In Wisconsin, the homestead exemption protects equity in your home -- up to $75,000 if you file individually and $150,000 if you file jointly with your spouse. Here you’ll find specific information about the homestead exemption in Wisconsin.
For information about how the homestead exemption works in both Chapter 7 and Chapter 13 bankruptcy, see The Homestead Exemption in Bankruptcy. For more articles on exemptions, see our Bankruptcy Exemptions area.
Under the Wisconsin exemption system, homeowners may exempt up to $75,000 of their home or other property covered by the homestead exemption.
Property surrounding the dwelling is also exempt and must be no less than 0.25 acres and no more than 40 acres.
Wisconsin changed its law in 2009 and now if you and your spouse are filing a joint bankruptcy, you can double the homestead exemption and protect up to $150,000 of value in your home.
In Wisconsin, the homestead exemption applies to real property, including your home, condominium, mobile or manufactured home, co-op, or unincorporated co-op.
You may protect property that you occupy or intend to occupy. If you leave the property temporarily, and intend to move back into it, you may still use the homestead exemption.
The homestead exemption also protects rental income, if you rent out a portion of your homestead, such as a room, in-law suite, or part of a duplex (Schwanz v. Teper, 66 Wis.2d 157 (1974), 223 N.W.2d 896). Additionally, if you sell your home and intend to purchase another home with the proceeds of the sale, you may use the exemption to protect that money for up to two years after the sale.
In Wisconsin, you may also use the homestead exemption to protect your residential lease or stock in a housing co-op.
In Wisconsin, you can use either the state exemption system or the federal bankruptcy exemption system (but you can’t pick and choose different exemptions from each system – you have to use all state exemptions or all federal exemptions.)
The federal bankruptcy homestead exemption amount changes every three years.
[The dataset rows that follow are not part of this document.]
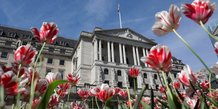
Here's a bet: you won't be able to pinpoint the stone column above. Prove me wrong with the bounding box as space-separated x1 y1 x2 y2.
111 42 115 62
98 39 102 61
132 46 137 65
94 39 98 61
119 43 123 64
136 47 140 66
142 48 147 67
107 41 111 62
123 45 126 64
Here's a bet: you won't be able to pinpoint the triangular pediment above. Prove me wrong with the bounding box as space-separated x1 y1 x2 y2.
95 28 155 44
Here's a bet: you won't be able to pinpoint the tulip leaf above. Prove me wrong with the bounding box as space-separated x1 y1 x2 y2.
194 99 200 109
38 80 68 109
133 84 146 109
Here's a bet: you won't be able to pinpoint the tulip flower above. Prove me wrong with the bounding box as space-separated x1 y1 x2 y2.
118 89 128 98
128 67 139 78
31 22 59 44
173 81 180 89
14 44 36 66
214 42 218 55
178 65 197 87
97 84 115 102
89 87 100 96
77 89 89 100
141 45 172 72
0 71 19 95
152 5 181 36
67 73 80 86
182 0 215 24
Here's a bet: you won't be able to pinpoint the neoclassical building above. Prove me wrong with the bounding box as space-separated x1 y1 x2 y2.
0 26 184 93
72 28 184 93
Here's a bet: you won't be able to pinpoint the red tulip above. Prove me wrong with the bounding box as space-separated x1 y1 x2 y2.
182 0 215 24
57 83 70 98
158 86 166 93
32 22 59 44
14 44 36 66
67 73 80 86
118 89 128 98
129 67 139 78
152 5 181 36
97 84 115 102
186 97 197 109
70 102 84 109
0 71 19 95
77 89 89 100
141 45 172 72
89 87 100 96
173 81 180 89
200 80 210 89
214 42 218 55
48 94 60 109
178 65 197 87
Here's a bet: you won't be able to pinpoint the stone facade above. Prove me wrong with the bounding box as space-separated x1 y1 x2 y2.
0 26 184 94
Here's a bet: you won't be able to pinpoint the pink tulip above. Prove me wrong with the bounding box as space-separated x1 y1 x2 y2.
141 45 172 72
32 22 59 44
152 4 181 36
178 65 197 87
182 0 215 24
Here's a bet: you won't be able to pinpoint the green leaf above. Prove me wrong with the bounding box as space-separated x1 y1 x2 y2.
133 84 146 109
38 80 68 109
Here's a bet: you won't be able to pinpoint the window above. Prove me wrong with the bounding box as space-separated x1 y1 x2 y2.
104 80 109 85
60 49 66 54
1 52 8 58
104 68 108 75
145 84 149 89
59 60 65 65
47 58 53 64
46 68 52 74
117 82 123 88
117 70 122 76
143 73 147 78
156 85 159 89
59 69 64 79
154 74 157 79
48 47 54 52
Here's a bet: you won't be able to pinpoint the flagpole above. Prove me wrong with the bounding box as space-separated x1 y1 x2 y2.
118 3 123 28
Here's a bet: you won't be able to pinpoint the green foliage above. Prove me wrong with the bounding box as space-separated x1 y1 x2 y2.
38 80 68 109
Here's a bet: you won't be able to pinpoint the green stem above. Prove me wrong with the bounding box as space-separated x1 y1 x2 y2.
95 97 100 109
126 86 132 109
29 42 46 106
200 21 218 41
133 78 136 96
173 29 212 94
15 64 21 109
162 71 173 100
34 42 46 67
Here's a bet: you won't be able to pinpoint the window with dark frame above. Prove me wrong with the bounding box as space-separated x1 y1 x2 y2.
104 68 108 75
143 73 147 78
117 70 122 76
47 58 53 64
104 80 109 85
117 82 123 88
59 60 65 65
154 74 157 79
1 52 8 58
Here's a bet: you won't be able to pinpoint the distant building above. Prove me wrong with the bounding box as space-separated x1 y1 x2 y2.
0 26 184 94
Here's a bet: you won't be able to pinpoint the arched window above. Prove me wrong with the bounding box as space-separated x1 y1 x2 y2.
117 70 122 76
104 68 108 75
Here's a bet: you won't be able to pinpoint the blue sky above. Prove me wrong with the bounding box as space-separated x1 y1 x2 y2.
0 0 218 71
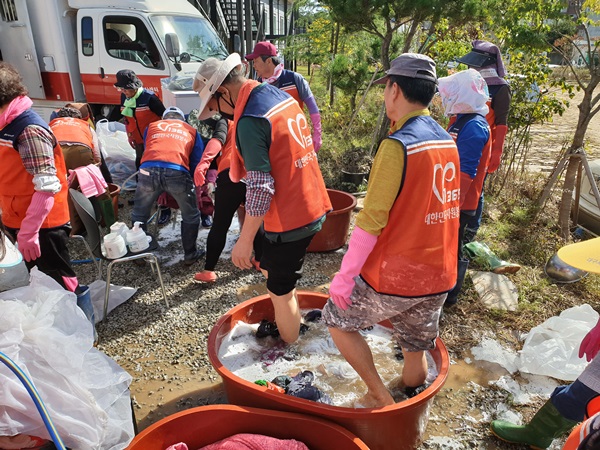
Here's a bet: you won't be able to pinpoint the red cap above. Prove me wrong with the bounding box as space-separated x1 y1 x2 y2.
246 41 277 61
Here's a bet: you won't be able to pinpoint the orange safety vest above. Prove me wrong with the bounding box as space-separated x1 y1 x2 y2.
230 80 332 233
273 70 304 110
50 117 93 149
142 119 196 170
361 116 460 297
0 109 69 229
121 89 161 145
448 109 494 211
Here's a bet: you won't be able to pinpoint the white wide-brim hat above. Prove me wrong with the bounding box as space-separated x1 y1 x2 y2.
192 53 242 120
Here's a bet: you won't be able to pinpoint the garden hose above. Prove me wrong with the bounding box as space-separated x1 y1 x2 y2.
0 352 67 450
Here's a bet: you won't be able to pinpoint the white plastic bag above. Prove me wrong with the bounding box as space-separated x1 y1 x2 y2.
0 268 134 450
518 304 598 381
96 119 136 190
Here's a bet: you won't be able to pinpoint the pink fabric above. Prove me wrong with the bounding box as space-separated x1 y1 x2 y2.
310 113 322 152
263 63 283 84
199 433 309 450
0 95 33 130
166 442 188 450
196 184 215 216
156 192 179 209
62 277 79 292
67 164 108 198
579 320 600 362
17 191 54 262
206 169 219 183
194 138 223 188
329 226 377 310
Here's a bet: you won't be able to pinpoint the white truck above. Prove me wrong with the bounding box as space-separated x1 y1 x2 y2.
0 0 228 120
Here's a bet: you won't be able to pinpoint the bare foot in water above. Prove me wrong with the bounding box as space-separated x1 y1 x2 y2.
354 391 395 408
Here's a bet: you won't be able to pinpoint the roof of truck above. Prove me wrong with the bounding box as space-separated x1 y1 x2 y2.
68 0 199 14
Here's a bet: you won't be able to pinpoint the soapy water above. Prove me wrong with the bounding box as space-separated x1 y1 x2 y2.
219 310 438 408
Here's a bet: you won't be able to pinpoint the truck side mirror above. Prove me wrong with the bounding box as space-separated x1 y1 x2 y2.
233 34 242 53
165 33 181 71
165 33 179 58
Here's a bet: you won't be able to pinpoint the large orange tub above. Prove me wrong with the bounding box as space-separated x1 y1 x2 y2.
127 405 369 450
307 189 356 252
208 292 449 450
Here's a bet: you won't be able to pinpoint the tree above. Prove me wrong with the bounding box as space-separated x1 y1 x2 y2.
498 0 600 239
321 0 485 70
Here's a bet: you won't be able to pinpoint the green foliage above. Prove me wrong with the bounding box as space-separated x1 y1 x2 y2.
490 51 574 192
323 49 369 110
283 10 334 64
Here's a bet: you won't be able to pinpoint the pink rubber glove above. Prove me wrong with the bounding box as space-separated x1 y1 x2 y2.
310 113 322 153
329 227 377 310
194 138 223 188
17 191 54 262
579 319 600 362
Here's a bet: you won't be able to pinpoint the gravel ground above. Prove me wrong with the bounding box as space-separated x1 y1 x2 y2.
72 188 560 449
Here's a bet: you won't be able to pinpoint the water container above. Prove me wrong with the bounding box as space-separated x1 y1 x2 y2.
127 222 150 253
104 233 127 259
110 222 129 240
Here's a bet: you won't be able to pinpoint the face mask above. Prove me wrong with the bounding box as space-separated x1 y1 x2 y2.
215 92 235 120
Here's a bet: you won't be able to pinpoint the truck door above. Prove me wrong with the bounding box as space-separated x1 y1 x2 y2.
78 10 170 104
0 0 46 98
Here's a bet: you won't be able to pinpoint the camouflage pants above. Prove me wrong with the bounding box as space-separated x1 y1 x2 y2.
323 276 446 352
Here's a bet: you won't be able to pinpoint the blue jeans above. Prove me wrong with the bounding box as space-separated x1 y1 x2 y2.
550 380 599 422
131 167 200 260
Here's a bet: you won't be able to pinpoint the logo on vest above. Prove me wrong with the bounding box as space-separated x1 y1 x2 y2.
156 121 183 133
288 113 312 149
433 162 460 205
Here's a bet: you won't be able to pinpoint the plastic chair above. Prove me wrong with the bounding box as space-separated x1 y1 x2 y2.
69 234 102 280
69 189 169 320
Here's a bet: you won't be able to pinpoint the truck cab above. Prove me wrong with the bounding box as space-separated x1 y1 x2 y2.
0 0 228 119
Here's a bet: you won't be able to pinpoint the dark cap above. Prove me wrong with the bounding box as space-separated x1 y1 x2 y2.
373 53 437 84
246 41 277 61
114 69 143 89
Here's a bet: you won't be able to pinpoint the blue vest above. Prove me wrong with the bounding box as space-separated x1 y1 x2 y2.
0 109 50 150
242 83 290 117
388 116 452 191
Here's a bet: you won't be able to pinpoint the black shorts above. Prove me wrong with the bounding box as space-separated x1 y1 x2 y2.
260 234 314 295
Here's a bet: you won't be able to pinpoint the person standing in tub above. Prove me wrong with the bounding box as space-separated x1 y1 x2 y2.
323 53 460 408
193 53 331 343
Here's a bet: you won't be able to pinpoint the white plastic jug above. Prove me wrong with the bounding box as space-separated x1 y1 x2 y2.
104 233 127 259
110 222 129 240
127 222 150 253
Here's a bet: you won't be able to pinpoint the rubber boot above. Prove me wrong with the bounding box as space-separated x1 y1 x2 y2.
490 400 577 449
181 221 205 266
97 193 116 228
77 285 98 342
444 259 469 306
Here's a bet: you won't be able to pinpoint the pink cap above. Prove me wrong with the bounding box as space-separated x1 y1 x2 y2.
246 41 277 61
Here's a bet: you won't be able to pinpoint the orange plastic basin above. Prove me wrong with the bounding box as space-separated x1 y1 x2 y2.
208 291 449 450
307 189 356 252
127 405 369 450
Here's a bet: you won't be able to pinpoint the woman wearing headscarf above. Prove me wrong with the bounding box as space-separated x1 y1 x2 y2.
457 40 511 243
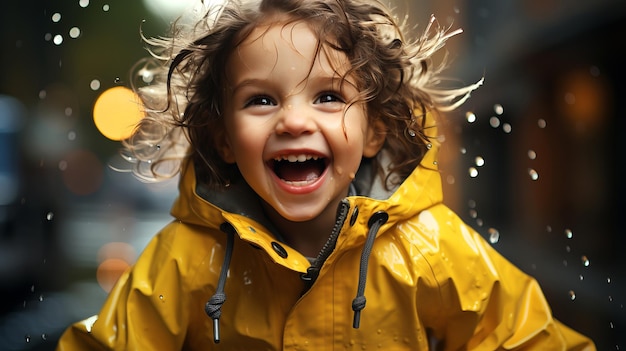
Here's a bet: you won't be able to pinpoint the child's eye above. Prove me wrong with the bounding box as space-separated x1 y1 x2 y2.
245 96 276 107
315 93 344 104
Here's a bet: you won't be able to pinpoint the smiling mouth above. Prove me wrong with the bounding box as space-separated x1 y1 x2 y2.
270 154 328 186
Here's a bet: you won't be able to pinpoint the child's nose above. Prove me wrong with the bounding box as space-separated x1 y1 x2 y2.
276 104 318 135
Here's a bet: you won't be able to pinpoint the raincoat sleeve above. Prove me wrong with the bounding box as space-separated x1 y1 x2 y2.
56 224 212 351
418 206 596 351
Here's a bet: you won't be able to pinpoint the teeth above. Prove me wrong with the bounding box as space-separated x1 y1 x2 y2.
274 154 319 162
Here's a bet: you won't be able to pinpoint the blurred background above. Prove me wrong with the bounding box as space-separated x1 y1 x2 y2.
0 0 626 350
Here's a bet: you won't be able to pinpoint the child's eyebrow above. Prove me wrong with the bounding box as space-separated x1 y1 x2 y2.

To find the current amount, see our article The Federal Bankruptcy Exemptions. The exemption may be used for homes, condos, co-ops, mobile homes, and burial plots. Married couples may double this exemption. You can find the federal bankruptcy homestead exemption at 11 U.S.C. §522(d)(1) and (5).
(To learn more about which state exemptions apply to you, see Which Exemptions Can You Use in Bankruptcy?)
In Wisconsin, the homestead exemption is automatic – you don’t have to file a homestead declaration in order to claim the homestead exemption in bankruptcy.
The Wisconsin Uniform Declaratory Judgments Act (Wis. Stat. Ann. Section 806.04) provides an additional means to protect your home, even if you do not file bankruptcy. If a judgment has been entered against you and the creditor attempts to collect by forcing a sale or filing a lien against your home, you can ask a court for a declaratory judgment, meaning an order stating that your home is protected up to the amount allowed by the homestead exemption. Creditors must comply with the court’s orders, including releasing any liens that may have already been recorded.
Wisconsin’s homestead exemption is found in the Wisconsin state statutes at Wis. Stat. Ann Section 815.20. To learn how to find state statutes, check out Nolo’s Laws and Legal Research area.
You can find the section of the Wisconsin statutes containing the homestead exemption at the website of the Wisconsin State Legislature at www.docs.legis.wi.gov/statutes.